In response to your comment, we added a following paragraph in [Discussion] (p. 12) of the revised manuscript as follows:

“At doses higher than MTD, both ER/0.2-PE24 and ER/21-PE24 caused TBM death before significant body weight loss, indicating their acute renal toxicity [24]. ER-PE24 ITs as small as ~35 kDa appeared to undergo rapid renal filtration, resulting in fatal kidney damage, as observed with PE38-carrying SS1P IT [24]. To minimize acute renal toxicity by reducing renal filtration, ER-PE24 IT needs to be further engineered to increase serum half-life, for example by conjugation of polyethylene glycol [30] or reformatting into an Fc-containing IgG. Even in the case of ITs with extended serum half-lives, the tumor antigen targeting affinity should be tailored depending on differences in the expression levels between tumors and normal tissues to avoid on-target/off-tumor toxicity and to enhance intratumoral penetration [31].”

 

 

Comment#1-3) Despite the fact that immunotoxins with intermediate affinities have a greater therapeutic window, these windows are still rather narrow. How could this be addressed in the future? Different toxins?

Response) The narrow therapeutic index is the major hurdle in the development of ITs. In addition to tailoring the tumor antigen affinity of IT depending on target antigen density, other strategies such as tumor microenvironment-conditioned activating ITs and target cell-restricted reconstituting split toxin-embedded ITs (Purde et al. (2020) Proc Natl Acad Sci USA 117:22090–100; Antibody Therapeutics, 2022, 5:164–176) can increase the therapeutic window by reducing systemic toxicity.

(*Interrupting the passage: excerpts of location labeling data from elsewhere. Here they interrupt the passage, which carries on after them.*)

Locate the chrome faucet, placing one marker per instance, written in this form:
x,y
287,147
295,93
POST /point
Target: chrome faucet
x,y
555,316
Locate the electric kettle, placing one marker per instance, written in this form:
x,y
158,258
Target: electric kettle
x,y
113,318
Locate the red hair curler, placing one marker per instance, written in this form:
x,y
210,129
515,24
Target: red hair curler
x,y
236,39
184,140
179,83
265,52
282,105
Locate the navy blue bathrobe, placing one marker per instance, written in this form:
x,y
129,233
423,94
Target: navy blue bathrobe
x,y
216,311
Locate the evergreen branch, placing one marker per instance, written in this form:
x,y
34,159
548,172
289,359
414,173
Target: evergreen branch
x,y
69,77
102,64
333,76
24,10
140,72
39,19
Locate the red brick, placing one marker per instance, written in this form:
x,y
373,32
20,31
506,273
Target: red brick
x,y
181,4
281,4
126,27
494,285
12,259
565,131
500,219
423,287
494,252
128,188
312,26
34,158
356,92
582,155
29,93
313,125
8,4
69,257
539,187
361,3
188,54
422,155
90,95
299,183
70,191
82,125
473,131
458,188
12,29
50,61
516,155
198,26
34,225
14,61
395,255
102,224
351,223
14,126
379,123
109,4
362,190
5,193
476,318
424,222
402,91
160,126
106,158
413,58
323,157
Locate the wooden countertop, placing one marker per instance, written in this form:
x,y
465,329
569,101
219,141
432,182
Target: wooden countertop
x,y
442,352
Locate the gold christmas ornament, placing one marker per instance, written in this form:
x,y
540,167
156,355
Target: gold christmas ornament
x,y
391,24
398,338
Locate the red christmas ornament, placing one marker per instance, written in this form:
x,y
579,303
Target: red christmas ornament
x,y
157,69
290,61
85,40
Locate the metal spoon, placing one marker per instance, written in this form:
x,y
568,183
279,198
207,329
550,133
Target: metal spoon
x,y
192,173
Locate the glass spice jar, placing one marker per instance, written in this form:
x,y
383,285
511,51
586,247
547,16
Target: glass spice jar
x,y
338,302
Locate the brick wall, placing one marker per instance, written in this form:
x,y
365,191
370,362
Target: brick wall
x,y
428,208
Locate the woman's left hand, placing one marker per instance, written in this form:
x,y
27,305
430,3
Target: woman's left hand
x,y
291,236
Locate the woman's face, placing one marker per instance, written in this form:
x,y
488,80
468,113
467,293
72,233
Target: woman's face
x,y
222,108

In response to your comment, we added the following sentence in the [Discussion] (p. 11) of the revised manuscript:

“Aside from adjusting the tumor-antigen affinity of the ITs to the density of target antigens, other strategies, such as target cell-restricted reconstituting split toxin-embedded ITs [31] and tumor microenvironment-conditioned activating ITs [3], can increase the therapeutic window by reducing systemic toxicity.”

 

 

Comment#1-4) In the discussion, the authors should state what they think the clinical future of this approach might be.

Response) The expression levels of EGFR vary a lot among solid tumors [Kries (2019) Sci Rep 9:13564; Douillard et al. (2014) J Thorac Oncol 9:717-724], indicating the need to adjust the EGFR affinity of EGFR-targeted ITs based on EGFR expression levels on targeted tumors to maximize the therapeutic window while minimizing the on-target/off-tumor adverse effects.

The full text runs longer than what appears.